East Coast apple varieties SnapDragon and RubyFrost are both seeing an increased interest this season. “A smaller Washington crop likely played some role, but greater awareness and consumer interest in the varieties also factor in that growth,” says Jessica Wells with Crunch Time Apple Growers. Helpful in meeting consumer demand is increased production this season. SnapDragon production was up more than 20 percent over the 2022 crop year. “RubyFrost production was also up, but what was put in storage to pack for retailers was equal to last season,” commented Wells.
While consumers are trading down on apple varieties due to price increases, Crunch Time is not noticing that trend with these two high-flavor varieties. “Despite the higher cost than traditional varieties, a high-flavor variety with a higher price tag is actually an equal or better value,” said Wells. She explains that if a consumer buys 2 lbs. of a traditional variety at $1.49/lb. but their family eats only 1.5 lbs. because they don’t really enjoy them, they’ve actually paid $2.00/lb., which is pretty close to the average price for SnapDragon and RubyFrost and there is no waste because consumers eat them all. In addition, high-flavor varieties encourage healthy snacking. For SnapDragon and RubyFrost prices are up about 14 percent and seven percent respectively. “This is reflective of pricing for the industry as a whole with growing and packing expenses being up significantly. In fact, costs are up more than our prices increased.”
SnapDragon apples no display at Whole Foods and Wegmans in the Buffalo, NY area.
Window of availability
The window of availability is different for both varieties. SnapDragon is available immediately after harvest in September through May in a typical year. “The variety has moved extremely well this year, and we anticipate being out well ahead of May, apart from a few exceptions,” said Wells. In a few instances, plans were made with retailers ahead of time to have supply later in the season. RubyFrost on the other hand is available from November through June or July. While the variety is mostly harvested mid-to-late October and then placed in storage, some growers decide to let the apples stay on the trees a bit longer and harvest them to go straight to the grocery store in early November, with peak marketing and availability in December or January through spring.

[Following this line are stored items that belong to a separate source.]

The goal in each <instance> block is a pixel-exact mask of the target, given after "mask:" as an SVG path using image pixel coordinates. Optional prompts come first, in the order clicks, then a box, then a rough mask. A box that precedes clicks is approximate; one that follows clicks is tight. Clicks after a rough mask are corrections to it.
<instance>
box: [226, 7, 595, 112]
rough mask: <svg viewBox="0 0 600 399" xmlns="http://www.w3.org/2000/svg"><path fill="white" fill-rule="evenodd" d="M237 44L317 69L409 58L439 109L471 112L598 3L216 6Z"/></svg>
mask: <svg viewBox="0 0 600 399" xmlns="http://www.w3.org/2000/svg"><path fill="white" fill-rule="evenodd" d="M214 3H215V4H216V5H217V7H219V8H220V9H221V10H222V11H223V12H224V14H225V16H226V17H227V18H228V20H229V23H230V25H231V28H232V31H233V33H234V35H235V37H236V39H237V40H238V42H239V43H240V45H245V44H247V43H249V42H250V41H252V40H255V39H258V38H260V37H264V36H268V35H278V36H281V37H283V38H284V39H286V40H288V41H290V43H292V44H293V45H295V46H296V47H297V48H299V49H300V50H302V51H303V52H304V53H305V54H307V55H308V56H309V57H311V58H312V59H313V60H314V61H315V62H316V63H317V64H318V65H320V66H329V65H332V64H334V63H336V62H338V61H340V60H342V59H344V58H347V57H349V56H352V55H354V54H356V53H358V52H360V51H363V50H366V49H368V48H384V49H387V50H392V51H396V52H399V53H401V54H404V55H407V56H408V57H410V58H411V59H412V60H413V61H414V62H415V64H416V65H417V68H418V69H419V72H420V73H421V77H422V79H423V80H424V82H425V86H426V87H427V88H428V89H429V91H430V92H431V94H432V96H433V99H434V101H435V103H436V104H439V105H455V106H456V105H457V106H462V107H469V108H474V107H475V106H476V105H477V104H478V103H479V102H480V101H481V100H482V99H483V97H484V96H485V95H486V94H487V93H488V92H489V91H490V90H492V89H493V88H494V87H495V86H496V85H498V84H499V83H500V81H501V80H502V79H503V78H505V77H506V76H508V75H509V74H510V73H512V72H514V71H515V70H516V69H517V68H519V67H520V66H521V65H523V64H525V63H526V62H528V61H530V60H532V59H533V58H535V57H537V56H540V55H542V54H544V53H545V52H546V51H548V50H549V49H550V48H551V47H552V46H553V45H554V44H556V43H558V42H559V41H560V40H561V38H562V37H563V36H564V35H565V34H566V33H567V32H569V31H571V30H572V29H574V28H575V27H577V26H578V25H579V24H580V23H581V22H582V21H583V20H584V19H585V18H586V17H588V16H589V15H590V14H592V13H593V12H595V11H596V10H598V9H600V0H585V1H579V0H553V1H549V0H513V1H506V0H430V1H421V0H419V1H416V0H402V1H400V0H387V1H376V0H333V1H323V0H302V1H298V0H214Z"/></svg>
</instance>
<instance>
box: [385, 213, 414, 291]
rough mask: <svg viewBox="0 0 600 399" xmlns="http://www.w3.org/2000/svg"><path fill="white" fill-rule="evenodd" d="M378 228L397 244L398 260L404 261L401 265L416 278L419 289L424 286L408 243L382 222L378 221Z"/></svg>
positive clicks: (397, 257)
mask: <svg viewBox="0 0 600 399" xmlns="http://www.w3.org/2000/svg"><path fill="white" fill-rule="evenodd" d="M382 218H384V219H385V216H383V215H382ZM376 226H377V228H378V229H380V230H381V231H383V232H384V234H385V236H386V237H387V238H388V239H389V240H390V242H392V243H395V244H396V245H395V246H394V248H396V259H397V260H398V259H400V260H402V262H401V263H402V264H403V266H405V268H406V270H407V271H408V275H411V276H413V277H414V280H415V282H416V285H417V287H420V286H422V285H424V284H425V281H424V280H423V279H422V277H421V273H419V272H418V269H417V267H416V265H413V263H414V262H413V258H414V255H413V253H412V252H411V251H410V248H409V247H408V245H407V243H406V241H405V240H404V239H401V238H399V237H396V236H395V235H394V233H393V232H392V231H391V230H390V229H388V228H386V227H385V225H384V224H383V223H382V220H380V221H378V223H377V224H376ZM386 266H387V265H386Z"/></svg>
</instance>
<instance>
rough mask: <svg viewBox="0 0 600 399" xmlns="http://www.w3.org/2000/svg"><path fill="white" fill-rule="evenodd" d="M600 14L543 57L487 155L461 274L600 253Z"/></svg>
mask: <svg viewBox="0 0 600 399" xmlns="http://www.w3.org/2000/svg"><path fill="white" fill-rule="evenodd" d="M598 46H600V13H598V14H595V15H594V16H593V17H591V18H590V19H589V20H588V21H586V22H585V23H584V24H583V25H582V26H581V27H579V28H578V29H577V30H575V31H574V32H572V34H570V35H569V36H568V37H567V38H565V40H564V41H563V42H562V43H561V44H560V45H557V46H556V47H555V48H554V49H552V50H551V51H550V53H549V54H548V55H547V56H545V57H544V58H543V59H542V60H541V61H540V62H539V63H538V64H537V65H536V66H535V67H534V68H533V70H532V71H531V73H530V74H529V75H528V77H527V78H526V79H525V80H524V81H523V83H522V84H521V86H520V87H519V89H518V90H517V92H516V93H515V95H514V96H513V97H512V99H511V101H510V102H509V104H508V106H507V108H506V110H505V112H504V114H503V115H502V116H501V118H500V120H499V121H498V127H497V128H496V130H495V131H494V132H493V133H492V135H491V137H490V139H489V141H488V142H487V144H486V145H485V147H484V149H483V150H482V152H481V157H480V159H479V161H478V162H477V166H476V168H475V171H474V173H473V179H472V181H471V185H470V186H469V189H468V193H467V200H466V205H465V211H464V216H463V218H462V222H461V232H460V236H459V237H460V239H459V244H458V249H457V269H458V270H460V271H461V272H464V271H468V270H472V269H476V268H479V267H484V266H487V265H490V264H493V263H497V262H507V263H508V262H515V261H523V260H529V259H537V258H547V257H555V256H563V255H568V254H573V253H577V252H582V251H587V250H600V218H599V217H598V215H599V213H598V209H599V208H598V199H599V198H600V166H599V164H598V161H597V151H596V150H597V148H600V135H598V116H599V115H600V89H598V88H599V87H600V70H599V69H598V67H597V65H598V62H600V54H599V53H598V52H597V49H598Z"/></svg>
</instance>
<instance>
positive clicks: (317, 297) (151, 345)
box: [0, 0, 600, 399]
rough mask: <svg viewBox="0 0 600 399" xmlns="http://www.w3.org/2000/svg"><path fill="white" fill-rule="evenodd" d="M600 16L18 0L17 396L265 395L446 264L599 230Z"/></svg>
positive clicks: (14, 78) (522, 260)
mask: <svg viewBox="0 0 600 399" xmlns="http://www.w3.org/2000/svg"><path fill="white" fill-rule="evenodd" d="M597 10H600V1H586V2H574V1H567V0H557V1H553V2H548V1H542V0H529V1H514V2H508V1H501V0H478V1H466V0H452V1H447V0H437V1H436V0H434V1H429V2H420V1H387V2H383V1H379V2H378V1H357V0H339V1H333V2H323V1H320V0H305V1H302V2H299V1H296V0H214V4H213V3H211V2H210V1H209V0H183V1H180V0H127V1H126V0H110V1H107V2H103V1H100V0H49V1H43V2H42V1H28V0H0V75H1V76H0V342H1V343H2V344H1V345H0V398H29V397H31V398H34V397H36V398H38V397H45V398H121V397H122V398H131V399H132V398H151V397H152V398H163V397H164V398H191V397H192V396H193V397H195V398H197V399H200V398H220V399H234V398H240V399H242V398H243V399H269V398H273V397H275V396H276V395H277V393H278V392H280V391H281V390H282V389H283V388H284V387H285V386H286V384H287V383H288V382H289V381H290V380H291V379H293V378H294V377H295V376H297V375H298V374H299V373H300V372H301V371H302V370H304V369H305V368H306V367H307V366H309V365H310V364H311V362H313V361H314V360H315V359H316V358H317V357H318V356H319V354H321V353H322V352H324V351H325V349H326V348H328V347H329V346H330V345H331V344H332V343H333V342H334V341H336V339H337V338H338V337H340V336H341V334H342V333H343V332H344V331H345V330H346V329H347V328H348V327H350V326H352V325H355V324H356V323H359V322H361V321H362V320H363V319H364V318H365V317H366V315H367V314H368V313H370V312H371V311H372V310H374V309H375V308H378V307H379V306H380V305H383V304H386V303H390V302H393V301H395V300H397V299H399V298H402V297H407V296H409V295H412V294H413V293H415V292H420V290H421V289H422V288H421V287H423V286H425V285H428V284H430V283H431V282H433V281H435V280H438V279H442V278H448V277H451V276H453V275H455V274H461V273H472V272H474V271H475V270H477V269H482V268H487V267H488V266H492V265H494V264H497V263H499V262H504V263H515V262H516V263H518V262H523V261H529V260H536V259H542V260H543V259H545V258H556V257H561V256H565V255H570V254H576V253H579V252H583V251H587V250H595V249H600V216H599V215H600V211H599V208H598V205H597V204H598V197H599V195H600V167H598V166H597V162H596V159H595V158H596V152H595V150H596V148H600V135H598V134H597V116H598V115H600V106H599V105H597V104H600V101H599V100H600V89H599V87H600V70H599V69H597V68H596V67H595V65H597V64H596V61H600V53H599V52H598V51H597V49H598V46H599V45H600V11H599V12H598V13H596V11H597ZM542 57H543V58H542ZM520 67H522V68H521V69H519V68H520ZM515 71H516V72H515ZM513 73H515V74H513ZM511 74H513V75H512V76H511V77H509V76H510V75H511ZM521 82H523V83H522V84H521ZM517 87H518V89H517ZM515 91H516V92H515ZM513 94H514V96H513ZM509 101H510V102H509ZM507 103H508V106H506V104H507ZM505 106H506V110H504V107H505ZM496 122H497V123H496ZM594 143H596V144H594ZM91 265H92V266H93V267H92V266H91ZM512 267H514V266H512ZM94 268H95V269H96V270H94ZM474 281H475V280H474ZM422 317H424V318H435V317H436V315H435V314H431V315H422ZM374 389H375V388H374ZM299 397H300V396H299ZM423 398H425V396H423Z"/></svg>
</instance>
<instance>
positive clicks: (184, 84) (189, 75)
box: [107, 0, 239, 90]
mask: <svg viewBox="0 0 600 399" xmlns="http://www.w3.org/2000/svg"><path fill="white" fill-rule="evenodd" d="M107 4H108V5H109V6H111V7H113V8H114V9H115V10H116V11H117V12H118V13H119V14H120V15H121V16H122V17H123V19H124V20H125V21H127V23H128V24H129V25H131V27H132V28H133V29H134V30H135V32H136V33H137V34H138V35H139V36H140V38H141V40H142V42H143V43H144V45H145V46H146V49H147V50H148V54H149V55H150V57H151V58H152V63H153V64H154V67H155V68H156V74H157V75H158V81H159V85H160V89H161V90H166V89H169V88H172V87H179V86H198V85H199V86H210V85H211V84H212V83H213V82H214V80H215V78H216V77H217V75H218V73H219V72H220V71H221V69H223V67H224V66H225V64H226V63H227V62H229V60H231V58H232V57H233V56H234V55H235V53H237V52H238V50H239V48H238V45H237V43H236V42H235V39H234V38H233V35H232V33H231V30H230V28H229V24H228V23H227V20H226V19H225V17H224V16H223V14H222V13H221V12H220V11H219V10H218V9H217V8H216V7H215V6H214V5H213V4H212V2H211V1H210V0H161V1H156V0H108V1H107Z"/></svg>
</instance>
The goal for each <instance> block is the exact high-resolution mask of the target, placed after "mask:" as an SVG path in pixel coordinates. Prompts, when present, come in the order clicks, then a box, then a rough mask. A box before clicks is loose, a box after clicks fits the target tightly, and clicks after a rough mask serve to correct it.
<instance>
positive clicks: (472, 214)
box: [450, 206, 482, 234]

Higher production numbers also mean a greater distribution outside of the typical Northeast footprint. “At one point in the season, SnapDragon could be found in 43 states.” RubyFrost is making a name for itself in the Northeast, Mid-Atlantic, and Southeast. “Distribution outside these regions is limited, although there will be some availability in the Upper Midwest in the coming weeks.”
Close-up of SnapDragon apple SnapDragon at Costco in Columbus, OH.
SnapDragon was the Official Apple of the Buffalo Bills this season. “It was the first season and the partnership proved to be a great way to raise awareness for SnapDragon apples, not just in our region, but amongst Buffalo Bills fans across the country,” said Wells. Crunch Time Apple Growers is making plans for next season with the Buffalo Bills, but in the meantime, it has agreed to sponsor former Bills player, Hall of Famer Andre Reed’s annual golf tournament during the off-season. The tournament helps fund reading programs at Boys & Girls clubs across the United States.
RubyFrost consumer marketing efforts are also stepping up with a focus on geographic areas where RubyFrost apples are available at multiple retailers. “One notable partnership is sponsorship of the APP (Association of Pickleball Professionals) Tour NYC Open in May.
RubyFrost and SnapDragon on display at a Top store.